Ansichten
zu Politik und Recht

Eugen David

Ein Bundesrat
in Budapest

Die EU-­Kom­mis­sion hat im Juli 2021 gegen Ungarn ein Verfahren wegen Verletzung der europäischen Rechts­staats-­Prin­zipien eingeleitet.

Kurz darauf, am 27. August 2021, reist FDP-BR Cassis zum Team Orban nach Budapest.

Die Regierung Ungarns ist nach den Europäischen Verträgen zur Einhaltung der Rechtsstaatlichkeit verpflichtet.

Unter Victor Orban und seiner Fidesz-Partei präsentiert sich das Land als Autokratie. Orban und seine Getreuen halten wenig von Gewaltenteilung.

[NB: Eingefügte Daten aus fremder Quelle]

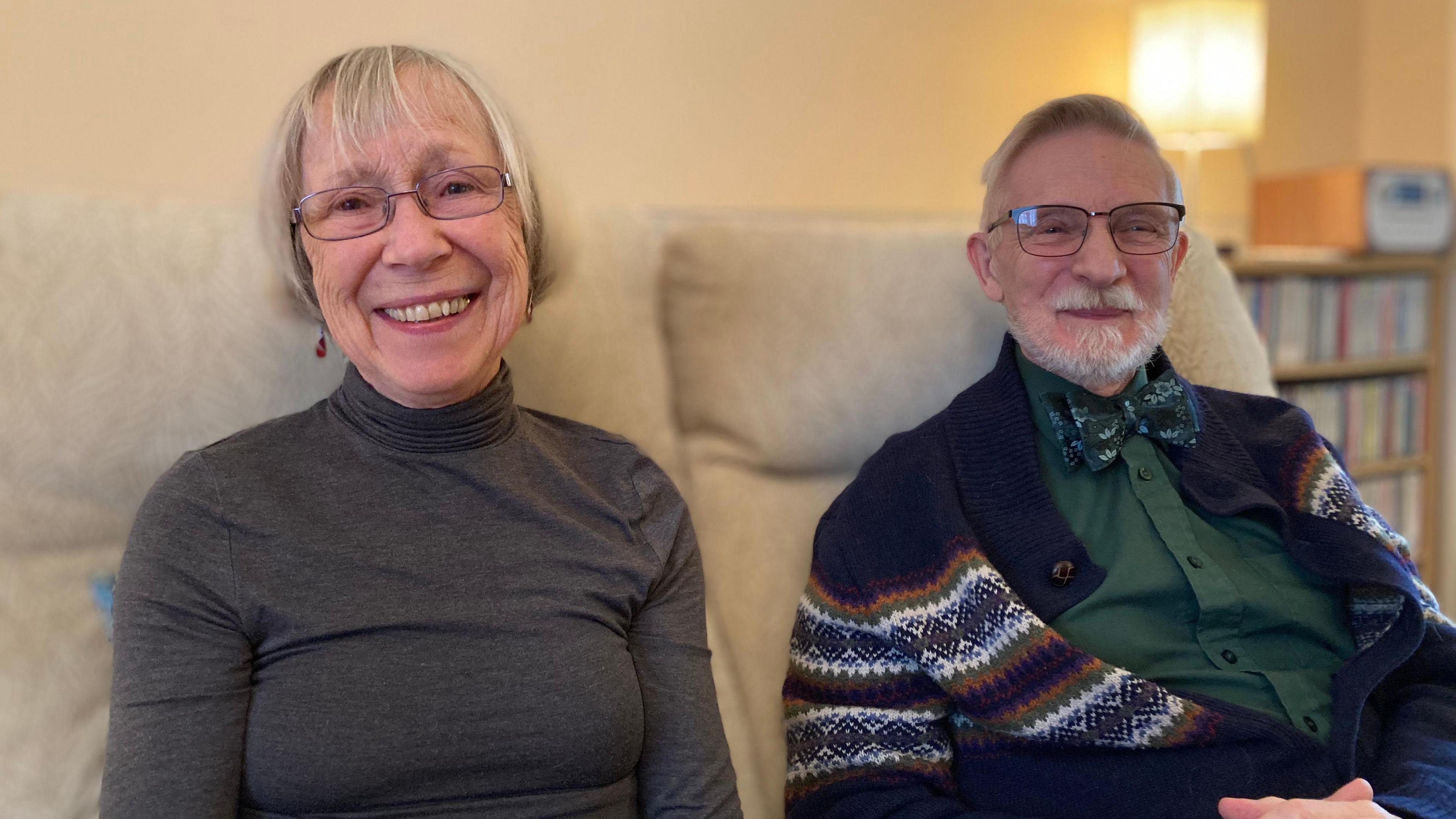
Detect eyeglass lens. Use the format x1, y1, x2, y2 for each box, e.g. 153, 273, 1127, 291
298, 165, 505, 240
1016, 204, 1181, 256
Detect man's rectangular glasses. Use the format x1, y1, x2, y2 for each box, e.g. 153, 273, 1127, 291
986, 202, 1187, 256
293, 165, 511, 242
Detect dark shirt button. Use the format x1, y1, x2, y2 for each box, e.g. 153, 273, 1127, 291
1051, 560, 1078, 586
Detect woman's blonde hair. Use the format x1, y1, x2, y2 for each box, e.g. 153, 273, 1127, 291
981, 93, 1182, 230
262, 45, 552, 318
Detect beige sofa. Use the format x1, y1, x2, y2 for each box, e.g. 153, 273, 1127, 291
0, 195, 1271, 819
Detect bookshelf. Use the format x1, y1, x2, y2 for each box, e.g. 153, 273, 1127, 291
1230, 256, 1449, 582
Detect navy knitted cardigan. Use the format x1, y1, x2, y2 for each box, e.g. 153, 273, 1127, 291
783, 335, 1456, 819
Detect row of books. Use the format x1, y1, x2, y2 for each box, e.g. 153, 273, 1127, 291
1356, 472, 1423, 555
1239, 274, 1430, 364
1280, 375, 1427, 465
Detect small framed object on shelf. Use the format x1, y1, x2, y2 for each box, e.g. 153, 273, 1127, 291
1232, 254, 1449, 582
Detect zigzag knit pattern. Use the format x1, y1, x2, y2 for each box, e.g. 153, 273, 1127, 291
785, 538, 1223, 799
1280, 431, 1451, 632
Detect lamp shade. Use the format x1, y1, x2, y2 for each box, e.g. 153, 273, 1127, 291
1128, 0, 1265, 147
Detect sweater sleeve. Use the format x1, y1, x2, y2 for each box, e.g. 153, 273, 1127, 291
628, 458, 742, 819
783, 507, 1037, 819
100, 452, 252, 819
1370, 609, 1456, 819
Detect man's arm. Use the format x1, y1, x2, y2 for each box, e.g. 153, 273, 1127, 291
1367, 612, 1456, 819
783, 545, 1037, 819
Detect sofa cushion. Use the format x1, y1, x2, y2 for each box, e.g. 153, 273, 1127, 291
0, 542, 121, 819
664, 216, 1006, 472
0, 194, 342, 552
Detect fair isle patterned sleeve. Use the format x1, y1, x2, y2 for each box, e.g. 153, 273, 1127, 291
1283, 433, 1456, 817
783, 532, 1222, 819
783, 536, 965, 819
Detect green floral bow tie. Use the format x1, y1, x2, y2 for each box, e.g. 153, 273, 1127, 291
1041, 370, 1198, 472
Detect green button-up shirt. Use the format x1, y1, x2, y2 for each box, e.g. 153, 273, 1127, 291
1016, 348, 1354, 740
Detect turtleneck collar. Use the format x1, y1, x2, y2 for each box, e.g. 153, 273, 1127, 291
329, 361, 520, 452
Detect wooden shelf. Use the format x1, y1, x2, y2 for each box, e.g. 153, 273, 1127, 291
1348, 455, 1430, 481
1274, 356, 1431, 383
1229, 256, 1446, 278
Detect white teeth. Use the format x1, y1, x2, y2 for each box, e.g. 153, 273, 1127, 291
384, 296, 470, 322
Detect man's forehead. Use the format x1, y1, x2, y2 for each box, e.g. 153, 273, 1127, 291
1005, 130, 1174, 210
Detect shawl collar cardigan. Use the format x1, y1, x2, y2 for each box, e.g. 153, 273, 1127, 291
785, 335, 1456, 817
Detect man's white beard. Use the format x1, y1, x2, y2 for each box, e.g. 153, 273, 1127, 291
1006, 286, 1169, 389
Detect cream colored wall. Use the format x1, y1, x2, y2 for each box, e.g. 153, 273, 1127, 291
0, 0, 1127, 220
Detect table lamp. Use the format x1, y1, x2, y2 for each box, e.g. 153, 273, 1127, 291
1128, 0, 1265, 221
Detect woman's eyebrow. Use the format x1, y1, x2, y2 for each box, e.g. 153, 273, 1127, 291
329, 144, 453, 188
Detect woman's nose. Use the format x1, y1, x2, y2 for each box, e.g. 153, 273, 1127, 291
381, 192, 450, 270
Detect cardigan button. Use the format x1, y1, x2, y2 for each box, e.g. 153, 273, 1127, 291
1051, 560, 1078, 586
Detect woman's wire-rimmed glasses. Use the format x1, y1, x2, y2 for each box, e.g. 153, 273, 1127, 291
291, 165, 511, 242
986, 202, 1188, 256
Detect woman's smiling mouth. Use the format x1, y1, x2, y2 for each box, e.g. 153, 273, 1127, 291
378, 294, 476, 323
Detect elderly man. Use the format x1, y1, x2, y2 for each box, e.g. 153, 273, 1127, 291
785, 96, 1456, 819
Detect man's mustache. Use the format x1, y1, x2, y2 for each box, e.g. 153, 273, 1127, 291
1051, 284, 1147, 312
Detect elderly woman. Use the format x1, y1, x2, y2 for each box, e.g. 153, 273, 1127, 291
102, 47, 740, 819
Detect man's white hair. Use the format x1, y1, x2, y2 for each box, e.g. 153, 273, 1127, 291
981, 93, 1182, 230
260, 45, 552, 321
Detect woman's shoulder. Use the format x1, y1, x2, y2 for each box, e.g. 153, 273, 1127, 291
520, 406, 646, 462
521, 406, 681, 507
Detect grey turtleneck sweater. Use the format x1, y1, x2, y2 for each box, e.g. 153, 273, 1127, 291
100, 364, 740, 819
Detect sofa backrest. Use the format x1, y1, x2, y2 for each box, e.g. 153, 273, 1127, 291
0, 194, 342, 816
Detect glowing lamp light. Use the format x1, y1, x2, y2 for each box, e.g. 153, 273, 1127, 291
1128, 0, 1265, 150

Ihre politischen Aktivitäten untergraben die Unabhängigkeit der Justiz, die Pressefreiheit, die Meinungsfreiheit. Nationalismus steht hoch im Kurs.

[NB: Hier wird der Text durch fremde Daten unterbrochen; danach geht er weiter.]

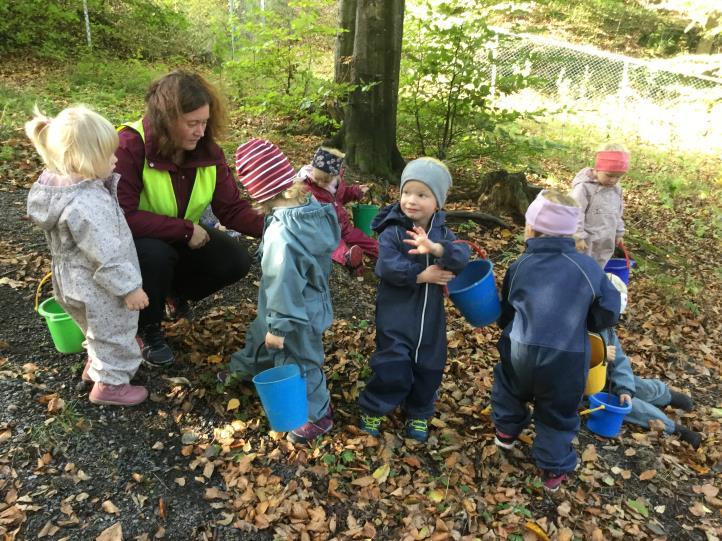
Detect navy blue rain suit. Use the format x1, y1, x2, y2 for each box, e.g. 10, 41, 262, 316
491, 237, 620, 474
359, 203, 469, 419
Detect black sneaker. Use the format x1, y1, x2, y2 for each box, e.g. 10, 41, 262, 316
139, 324, 175, 367
674, 424, 702, 449
669, 390, 694, 411
165, 297, 195, 321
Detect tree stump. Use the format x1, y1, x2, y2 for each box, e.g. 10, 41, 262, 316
477, 169, 541, 223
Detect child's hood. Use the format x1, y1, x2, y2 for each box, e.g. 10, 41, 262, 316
371, 203, 446, 235
28, 171, 120, 231
572, 167, 599, 188
268, 196, 341, 255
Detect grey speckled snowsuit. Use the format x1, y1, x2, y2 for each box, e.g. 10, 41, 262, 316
28, 171, 142, 385
572, 167, 624, 268
230, 196, 341, 422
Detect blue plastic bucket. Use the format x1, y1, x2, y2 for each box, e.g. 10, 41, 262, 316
604, 257, 634, 285
587, 393, 632, 438
253, 364, 308, 432
448, 259, 501, 327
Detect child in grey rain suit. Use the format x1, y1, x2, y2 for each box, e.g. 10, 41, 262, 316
26, 107, 148, 406
230, 139, 341, 443
571, 144, 629, 268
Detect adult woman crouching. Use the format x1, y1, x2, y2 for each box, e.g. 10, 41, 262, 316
115, 71, 263, 366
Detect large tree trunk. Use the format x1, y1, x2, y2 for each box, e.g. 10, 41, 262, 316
334, 0, 404, 181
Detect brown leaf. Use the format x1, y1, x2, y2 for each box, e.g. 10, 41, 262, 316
101, 500, 120, 515
351, 475, 376, 487
38, 520, 60, 539
158, 498, 167, 520
689, 502, 712, 517
95, 522, 123, 541
582, 443, 597, 462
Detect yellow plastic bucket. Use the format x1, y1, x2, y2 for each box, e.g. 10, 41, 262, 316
35, 273, 85, 353
584, 332, 607, 396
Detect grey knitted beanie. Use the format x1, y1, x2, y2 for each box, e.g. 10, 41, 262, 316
399, 158, 451, 208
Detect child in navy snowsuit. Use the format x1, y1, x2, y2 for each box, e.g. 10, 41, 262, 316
358, 158, 469, 441
491, 190, 620, 491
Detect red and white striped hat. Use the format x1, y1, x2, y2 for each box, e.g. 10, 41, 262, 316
236, 139, 296, 203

Vetternwirtschaft und Bereicherung der Mitläufer blühen. Medien, unabhängigen Journalisten, kritischen NGOs und der parlamentarischen und der ausserparlamentarischen Opposition wird das Leben schwer gemacht.

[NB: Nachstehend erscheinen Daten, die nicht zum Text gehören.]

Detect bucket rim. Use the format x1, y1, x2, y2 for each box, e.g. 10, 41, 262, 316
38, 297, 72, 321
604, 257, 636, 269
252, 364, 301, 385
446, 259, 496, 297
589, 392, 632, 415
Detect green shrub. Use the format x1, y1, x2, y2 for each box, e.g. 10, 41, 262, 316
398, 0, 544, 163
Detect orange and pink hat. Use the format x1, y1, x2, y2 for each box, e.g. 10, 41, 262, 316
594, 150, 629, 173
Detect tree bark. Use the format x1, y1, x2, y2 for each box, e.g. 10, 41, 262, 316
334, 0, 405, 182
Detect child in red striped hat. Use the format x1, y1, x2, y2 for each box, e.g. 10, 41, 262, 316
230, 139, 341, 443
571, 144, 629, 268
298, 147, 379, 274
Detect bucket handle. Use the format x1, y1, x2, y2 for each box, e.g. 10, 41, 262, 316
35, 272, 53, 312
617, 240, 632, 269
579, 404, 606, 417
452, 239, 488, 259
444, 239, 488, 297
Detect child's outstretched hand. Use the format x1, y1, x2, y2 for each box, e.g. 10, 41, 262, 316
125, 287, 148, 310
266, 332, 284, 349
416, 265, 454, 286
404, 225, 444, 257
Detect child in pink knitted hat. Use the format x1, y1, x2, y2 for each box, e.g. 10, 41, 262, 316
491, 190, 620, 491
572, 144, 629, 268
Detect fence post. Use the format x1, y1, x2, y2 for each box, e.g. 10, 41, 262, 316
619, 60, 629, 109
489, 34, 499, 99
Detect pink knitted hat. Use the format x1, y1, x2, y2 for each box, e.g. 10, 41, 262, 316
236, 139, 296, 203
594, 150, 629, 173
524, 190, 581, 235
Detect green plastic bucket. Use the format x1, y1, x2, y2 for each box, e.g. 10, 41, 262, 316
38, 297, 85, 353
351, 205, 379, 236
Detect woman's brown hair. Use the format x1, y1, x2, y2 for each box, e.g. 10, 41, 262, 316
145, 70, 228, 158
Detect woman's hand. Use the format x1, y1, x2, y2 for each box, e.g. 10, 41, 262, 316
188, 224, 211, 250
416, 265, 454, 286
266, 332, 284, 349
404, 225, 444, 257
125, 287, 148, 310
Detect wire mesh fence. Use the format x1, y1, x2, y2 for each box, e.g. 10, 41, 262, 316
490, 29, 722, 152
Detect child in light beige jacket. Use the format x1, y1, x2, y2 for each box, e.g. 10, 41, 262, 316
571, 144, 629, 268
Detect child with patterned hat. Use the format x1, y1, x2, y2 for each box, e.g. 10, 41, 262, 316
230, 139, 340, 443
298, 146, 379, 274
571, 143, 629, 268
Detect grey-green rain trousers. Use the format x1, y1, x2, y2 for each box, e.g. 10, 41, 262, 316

Das Europaparlament will Verstöße der ungarischen Führung gegen die Rechtsstaatlichkeit durch Kürzung von Mitteln aus dem Gemeinschaftshaushalt ahnden. Soeben hat das Parlament mit deutlicher Mehrheit ein entsprechendes Verfahren eingeleitet.

Unter diesen Vorzeichen sucht FDP-BR Cassis beim nationalistischen Autokraten in Budapest Rat, Hilfe und Freunde. Er will seine Position in dem von der rechtsnationalen SVP/FDP-Koalition im Frühjahr 2021 angezettelten Konflikt mit der EU stärken. Nach dem Motto: der Feind meines Feindes ist mein Freund.

Victor Orban pflegt enge Beziehungen zum totalitären Regime in Beijing. Die beiden SVP-Bundesräte möchten die Schweiz – ausserhalb der EU - zur europäischen Drehscheibe der Belt-and-Road-Initiative des Machthabers in Beijing machen.

Sucht FDP-BR Cassis in Budapest im Auftrag seiner SVP-Kollegen Fürsprache und Synergien für die Treffen mit den Abgesandten Chinas in der Schweiz?

An einer Konferenz ungarischer Botschafter erklärt er seine aussenpolitische Strategie.

Warum gerade in Ungarn? Warum nicht in Bern vor seinen eigenen Leuten? Dort hat sich der Nebel nach dem Abbruch der Verhandlungen mit der EU keineswegs gelichtet.Das diplomatische Personal irrt umher. Der Aufklärungsbedarf ist manifest.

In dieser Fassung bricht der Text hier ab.